NVIDIA has unveiled its next-generation Rubin GPU architecture, claiming significant improvements: a 10x reduction in token cost, a 5x boost in inference performance, and a 3.5x increase in training performance. However, the transistor count only grew by 1.6 times. How does Rubin achieve this “computational magic”?
The first key is Chip Co-Design. Rubin represents a complete supercomputing platform, not just a GPU. It integrates six co-designed chips: the core Rubin GPU, the Grace CPU, NVLink 6 (for GPU interconnect), Spectrum-X (Ethernet switch), ConnectX-8 SuperNIC (network interface), and BlueField-4 DPU (data processing unit). All are built on TSMC’s 3nm process and optimized in tandem for AI workloads. The Rubin GPU itself features a third-generation Transformer Engine, HBM4 memory (288GB, 22 TB/s bandwidth), and doubled NVLink bandwidth. The custom Grace CPU cores (88 cores, 176 threads) are also tailored for AI.
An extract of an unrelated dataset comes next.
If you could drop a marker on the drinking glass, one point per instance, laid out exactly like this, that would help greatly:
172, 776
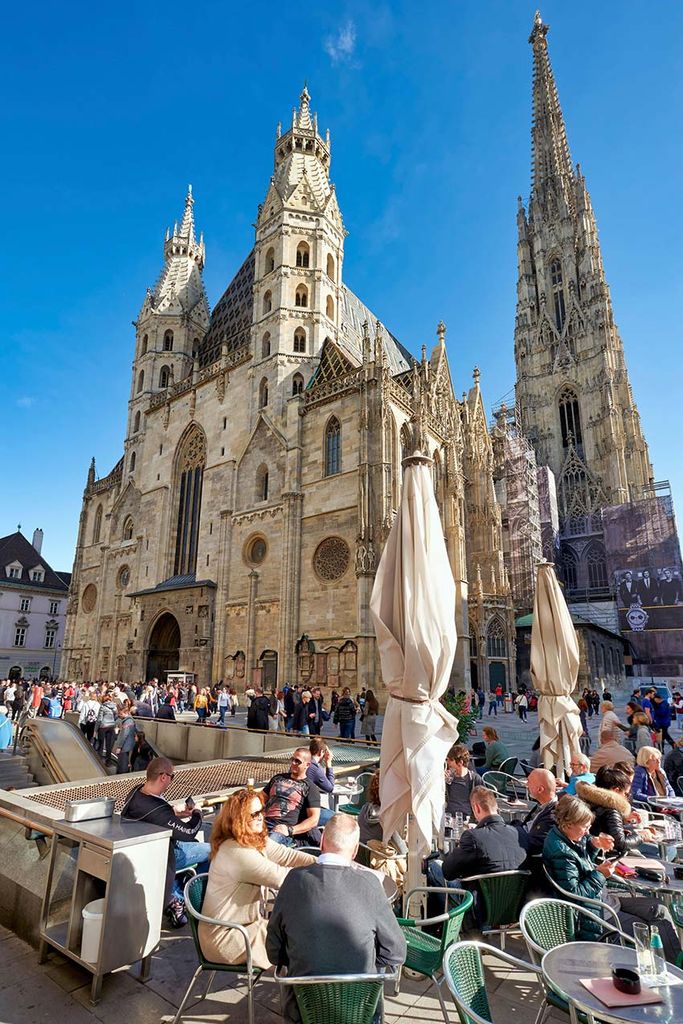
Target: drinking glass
641, 934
The second key is Inference Context Memory, introduced in the BlueField-4 DPU. It offloads the KV (Key-Value) cache—critical for large language model inference—from expensive GPU HBM to larger, cheaper storage. This frees up HBM for model weights and active computation, enabling larger-scale inference tasks.
The third key is the full-fledged NVFP4 data format. Optimized in Rubin’s 6th-gen Tensor Cores, NVFP4 is a 4-bit floating-point format using a sophisticated two-level scaling mechanism (block-level and tensor-level). It maintains storage efficiency while achieving computational accuracy close to FP8, significantly boosting performance for both inference and training.
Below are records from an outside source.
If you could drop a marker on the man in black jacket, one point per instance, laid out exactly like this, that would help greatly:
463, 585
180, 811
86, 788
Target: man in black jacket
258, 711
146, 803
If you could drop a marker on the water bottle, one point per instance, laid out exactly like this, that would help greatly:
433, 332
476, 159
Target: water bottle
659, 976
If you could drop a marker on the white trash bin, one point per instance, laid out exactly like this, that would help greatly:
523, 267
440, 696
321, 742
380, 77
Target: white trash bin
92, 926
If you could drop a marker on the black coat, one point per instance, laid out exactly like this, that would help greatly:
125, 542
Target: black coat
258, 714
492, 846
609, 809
However, NVIDIA faces a technological inflection point. Competitors are closing in. Google’s TPU and other specialized accelerators (from Amazon, Meta, Intel, etc.) are gaining ground, especially in the massive inference market. Within the GPU camp, AMD and Chinese firms like Moore Threads and Biren Technology are also advancing. NVIDIA’s dominance, while still strong due to its ecosystem and process advantages, is being challenged.
In response, NVIDIA is adapting. It has opened its NVLink platform to allow integration of custom accelerators and acquired AI chip startup Groq to bolster its inference capabilities. NVIDIA is now walking on two legs: pushing GPU limits for AI while integrating strategies to counter specialized chips.